Kinetic behaviour of sulphaquinoxaline and Amprolium in chickens
Dtsch Tierarztl Wochenschr 1995 Dec;102(12):481-5.PMID:8591749doi
The pharmacokinetics of sulphaquinoxaline and Amprolium hydrochloride were studied in Hubbard broiler chickens. Single doses of sulphaquinoxaline (100 mg/kg b. wt.), and Amprolium hydrochloride (30 mg/kg b. wt.) were administered orally and intravenously to the same birds with 15 days interval between treatments. Sulphaquinoxaline and Amprolium HCl were determined colorimetrically. Following i.v. administration, the concentration-time curve of sulphaquinoxaline and Amprolium could be explained by a two compartments open model with a t1/2 alpha of 0.16 +/- 0.008 h; 0.17 +/- 0.09 h; t1/2 beta of 12.6 +/- 0.32 h, 4.89 +/- 0.3 h respectively.
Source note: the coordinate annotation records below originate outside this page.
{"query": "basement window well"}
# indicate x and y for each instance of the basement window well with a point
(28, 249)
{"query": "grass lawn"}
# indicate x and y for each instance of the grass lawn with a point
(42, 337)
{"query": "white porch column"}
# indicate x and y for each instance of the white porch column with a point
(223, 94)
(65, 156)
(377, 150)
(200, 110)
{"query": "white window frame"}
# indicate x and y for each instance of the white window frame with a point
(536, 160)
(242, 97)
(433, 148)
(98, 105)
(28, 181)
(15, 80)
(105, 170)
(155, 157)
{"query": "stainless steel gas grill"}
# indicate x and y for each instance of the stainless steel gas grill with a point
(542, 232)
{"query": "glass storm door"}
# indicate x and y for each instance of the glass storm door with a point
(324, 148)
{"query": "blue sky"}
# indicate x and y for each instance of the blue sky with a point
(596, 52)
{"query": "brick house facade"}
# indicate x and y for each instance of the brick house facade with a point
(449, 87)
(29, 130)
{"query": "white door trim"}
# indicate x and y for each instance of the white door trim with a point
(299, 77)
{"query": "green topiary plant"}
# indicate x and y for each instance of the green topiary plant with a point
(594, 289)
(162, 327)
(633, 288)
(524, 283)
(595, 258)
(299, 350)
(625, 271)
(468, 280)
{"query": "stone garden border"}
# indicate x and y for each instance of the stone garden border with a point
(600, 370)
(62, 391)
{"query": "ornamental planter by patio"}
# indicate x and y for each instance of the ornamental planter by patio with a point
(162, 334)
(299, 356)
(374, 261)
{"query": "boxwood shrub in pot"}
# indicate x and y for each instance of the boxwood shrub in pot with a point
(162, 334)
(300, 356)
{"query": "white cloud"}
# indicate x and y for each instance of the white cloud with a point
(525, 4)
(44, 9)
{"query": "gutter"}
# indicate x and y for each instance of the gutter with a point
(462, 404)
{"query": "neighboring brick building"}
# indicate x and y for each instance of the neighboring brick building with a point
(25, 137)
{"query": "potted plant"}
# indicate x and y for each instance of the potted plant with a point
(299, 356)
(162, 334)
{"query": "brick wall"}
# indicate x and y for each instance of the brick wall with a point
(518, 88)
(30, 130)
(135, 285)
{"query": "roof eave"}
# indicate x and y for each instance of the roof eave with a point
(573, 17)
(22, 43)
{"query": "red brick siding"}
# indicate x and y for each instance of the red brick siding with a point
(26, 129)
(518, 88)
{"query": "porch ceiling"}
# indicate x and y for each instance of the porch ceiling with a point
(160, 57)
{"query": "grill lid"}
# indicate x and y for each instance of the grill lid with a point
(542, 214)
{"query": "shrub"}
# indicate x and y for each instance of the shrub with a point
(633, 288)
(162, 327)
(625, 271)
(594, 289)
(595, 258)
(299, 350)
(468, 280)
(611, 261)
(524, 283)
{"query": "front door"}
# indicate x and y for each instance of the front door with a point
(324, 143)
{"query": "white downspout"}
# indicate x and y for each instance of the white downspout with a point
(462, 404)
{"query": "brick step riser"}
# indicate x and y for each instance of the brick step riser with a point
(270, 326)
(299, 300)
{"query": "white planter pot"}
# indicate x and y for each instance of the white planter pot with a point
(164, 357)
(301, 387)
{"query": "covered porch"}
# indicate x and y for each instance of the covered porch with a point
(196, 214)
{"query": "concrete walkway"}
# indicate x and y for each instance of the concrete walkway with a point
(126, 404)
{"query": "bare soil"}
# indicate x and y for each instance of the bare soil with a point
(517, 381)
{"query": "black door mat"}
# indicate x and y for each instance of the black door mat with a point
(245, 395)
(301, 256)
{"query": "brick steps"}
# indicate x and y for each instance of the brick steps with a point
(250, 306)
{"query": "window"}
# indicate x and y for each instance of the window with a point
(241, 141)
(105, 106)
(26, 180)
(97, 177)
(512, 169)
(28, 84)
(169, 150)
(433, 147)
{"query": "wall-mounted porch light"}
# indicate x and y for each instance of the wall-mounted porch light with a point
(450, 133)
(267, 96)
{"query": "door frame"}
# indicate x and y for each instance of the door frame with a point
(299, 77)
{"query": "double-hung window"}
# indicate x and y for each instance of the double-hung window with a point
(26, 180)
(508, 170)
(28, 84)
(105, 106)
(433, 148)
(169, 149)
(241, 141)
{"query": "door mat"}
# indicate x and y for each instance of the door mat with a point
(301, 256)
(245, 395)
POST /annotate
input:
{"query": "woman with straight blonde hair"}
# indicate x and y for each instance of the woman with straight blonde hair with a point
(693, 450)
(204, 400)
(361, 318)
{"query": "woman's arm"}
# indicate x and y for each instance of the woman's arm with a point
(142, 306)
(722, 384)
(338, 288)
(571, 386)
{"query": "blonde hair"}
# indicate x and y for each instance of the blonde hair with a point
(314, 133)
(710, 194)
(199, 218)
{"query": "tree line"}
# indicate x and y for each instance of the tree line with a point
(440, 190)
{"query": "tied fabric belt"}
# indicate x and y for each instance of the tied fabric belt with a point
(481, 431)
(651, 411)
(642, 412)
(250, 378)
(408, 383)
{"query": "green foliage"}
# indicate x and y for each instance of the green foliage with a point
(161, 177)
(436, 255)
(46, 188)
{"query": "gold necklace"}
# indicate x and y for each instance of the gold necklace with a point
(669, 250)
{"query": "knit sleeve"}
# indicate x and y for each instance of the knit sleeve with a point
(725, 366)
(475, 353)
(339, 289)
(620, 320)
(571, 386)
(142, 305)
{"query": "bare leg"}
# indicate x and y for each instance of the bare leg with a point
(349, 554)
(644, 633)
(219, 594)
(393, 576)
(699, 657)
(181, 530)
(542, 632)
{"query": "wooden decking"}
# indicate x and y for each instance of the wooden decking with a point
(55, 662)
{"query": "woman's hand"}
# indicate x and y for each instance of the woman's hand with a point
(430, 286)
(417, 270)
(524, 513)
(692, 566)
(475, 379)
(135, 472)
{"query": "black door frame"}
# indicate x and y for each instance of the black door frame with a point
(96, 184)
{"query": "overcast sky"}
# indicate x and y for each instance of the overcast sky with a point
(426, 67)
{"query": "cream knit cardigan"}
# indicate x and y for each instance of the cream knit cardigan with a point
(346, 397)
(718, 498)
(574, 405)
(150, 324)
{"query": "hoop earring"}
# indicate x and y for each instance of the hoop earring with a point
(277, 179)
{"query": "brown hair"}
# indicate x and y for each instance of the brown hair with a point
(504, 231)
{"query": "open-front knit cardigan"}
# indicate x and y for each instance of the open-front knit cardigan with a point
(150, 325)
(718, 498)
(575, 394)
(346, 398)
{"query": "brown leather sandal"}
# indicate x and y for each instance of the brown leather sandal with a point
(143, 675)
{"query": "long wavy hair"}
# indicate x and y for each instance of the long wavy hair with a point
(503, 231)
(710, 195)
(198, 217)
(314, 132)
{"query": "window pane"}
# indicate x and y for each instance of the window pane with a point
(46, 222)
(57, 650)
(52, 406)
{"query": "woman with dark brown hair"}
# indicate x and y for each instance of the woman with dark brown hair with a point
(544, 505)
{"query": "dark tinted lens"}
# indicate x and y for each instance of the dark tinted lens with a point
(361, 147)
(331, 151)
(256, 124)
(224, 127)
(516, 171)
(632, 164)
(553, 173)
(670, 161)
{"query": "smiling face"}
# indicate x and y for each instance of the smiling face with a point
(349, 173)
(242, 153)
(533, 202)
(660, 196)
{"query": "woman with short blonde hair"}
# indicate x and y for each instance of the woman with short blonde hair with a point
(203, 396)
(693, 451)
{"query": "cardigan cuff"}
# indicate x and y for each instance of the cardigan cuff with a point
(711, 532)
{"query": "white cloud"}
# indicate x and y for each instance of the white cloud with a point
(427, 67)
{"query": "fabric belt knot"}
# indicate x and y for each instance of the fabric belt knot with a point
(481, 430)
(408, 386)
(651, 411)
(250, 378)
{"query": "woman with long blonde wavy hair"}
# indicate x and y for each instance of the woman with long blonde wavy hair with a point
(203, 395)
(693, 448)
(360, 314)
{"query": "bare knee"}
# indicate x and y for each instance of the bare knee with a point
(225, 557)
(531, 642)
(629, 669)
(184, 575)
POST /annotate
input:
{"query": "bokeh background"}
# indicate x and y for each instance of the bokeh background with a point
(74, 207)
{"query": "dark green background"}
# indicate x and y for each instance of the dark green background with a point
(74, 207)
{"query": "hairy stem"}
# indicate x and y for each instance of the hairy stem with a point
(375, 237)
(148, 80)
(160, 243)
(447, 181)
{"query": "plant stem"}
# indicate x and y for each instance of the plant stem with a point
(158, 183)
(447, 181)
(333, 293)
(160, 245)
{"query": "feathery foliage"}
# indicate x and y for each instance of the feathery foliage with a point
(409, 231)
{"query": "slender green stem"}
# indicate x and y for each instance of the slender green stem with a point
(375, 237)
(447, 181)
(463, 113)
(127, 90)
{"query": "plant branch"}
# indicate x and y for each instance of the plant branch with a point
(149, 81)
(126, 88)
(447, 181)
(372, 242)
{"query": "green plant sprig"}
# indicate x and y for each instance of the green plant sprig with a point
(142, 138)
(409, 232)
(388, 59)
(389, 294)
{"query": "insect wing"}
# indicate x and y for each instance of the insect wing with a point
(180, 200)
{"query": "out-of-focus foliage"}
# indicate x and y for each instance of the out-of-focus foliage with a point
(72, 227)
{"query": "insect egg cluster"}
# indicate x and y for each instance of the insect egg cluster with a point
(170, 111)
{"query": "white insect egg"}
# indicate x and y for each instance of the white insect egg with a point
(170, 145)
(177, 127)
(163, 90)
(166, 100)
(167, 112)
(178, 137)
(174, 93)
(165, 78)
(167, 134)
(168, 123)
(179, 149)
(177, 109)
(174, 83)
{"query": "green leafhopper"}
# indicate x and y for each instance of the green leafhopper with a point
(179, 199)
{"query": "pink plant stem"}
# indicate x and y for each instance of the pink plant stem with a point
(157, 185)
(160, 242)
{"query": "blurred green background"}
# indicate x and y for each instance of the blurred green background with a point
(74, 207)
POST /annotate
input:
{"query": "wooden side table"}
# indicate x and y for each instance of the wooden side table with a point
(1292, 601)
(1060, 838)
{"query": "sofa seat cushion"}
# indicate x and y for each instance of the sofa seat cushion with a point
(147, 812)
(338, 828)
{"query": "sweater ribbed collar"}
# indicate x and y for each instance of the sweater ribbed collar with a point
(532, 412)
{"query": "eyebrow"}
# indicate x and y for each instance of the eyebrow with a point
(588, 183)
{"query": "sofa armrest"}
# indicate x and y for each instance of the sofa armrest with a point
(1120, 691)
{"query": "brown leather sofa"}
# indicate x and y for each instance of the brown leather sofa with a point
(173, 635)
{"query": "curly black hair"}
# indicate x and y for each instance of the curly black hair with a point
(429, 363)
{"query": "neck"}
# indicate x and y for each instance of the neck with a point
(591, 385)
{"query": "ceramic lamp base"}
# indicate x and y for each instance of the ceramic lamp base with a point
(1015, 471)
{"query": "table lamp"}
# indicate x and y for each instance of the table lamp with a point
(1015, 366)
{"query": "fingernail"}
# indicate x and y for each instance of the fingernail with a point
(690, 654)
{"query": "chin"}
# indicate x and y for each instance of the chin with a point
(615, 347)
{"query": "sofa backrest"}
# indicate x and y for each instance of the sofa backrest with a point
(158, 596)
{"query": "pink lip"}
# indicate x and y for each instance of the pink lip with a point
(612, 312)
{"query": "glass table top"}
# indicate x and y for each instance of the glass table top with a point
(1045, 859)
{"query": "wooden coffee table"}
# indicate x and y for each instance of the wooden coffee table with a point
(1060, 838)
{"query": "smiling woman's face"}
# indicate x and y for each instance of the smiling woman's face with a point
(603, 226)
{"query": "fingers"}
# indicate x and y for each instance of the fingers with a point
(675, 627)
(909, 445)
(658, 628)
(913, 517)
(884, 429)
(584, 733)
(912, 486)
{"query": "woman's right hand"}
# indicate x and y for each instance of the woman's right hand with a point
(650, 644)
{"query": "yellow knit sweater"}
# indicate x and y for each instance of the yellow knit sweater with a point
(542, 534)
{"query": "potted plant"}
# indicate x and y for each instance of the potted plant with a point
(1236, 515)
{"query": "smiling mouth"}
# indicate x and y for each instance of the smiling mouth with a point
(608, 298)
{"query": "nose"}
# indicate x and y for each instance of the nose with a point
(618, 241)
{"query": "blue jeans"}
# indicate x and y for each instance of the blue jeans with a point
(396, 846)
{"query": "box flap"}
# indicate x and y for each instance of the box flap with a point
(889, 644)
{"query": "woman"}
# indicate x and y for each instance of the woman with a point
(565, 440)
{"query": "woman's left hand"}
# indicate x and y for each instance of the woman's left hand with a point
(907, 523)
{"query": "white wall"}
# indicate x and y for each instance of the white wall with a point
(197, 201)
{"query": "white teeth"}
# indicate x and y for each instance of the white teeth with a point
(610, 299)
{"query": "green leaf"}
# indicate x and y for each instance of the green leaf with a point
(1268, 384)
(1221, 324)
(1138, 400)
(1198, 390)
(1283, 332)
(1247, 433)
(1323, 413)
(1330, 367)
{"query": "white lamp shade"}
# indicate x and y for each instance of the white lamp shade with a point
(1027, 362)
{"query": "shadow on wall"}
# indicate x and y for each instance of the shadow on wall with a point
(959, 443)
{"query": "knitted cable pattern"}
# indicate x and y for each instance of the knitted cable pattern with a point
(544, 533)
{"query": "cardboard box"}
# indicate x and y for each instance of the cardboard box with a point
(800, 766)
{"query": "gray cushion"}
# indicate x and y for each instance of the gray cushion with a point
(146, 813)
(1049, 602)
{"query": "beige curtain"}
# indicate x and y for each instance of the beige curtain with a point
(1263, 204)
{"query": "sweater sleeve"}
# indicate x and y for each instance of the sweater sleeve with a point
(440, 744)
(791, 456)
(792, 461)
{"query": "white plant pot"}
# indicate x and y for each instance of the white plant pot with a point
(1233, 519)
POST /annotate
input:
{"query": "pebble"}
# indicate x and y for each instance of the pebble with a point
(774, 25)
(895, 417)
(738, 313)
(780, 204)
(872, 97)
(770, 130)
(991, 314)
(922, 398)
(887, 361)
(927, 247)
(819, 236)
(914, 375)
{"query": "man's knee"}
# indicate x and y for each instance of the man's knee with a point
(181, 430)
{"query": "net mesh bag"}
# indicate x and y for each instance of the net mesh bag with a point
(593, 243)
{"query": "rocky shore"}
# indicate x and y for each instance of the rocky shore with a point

The total body clearance were 0.278 +/- 0.013 ml/kg/min; 0.562 +/- 0.015 ml/kg/min; volume of distribution at steady state were 0.44 +/- 0.009 L/kg, 0.34 +/- 0.005 L/kg and systemic bioavailability following oral administration were 72.65 +/- 3.38, 66.09 +/- 4.9 percent for sulphaquinoxaline and Amprolium HCl respectively. Following oral administration of sulphaquinoxaline and Amprolium (the same previous doses) the peak plasma concentrations (Cmax) were 107.8 +/- 1.49 micrograms/ml; 42.9 +/- 1.11 micrograms/ml and occurred at 5.56 +/- 0.1 h, 3.67 +/- 0.05 h respectively. Pharmacokinetic parameters after repeated oral daily administrations of sulphaquinoxaline and Amprolium revealed that the Cmax was 184 +/- 1.02 micrograms/ml, and 55.19 +/- 0.35 micrograms/ml at 7.36 +/- 0.18 h and 5.17 +/- 0.15 h and the biological half lives were 1.67 +/- 0.057 h and 1.11 +/- 0.14 h respectively. Sulphaquinoxaline and its N4 acetyl metabolite disappeared from all body tissues at 120 hours, however Amprolium persisted in most tissues for 72 hours after the last dose of repeated administrations.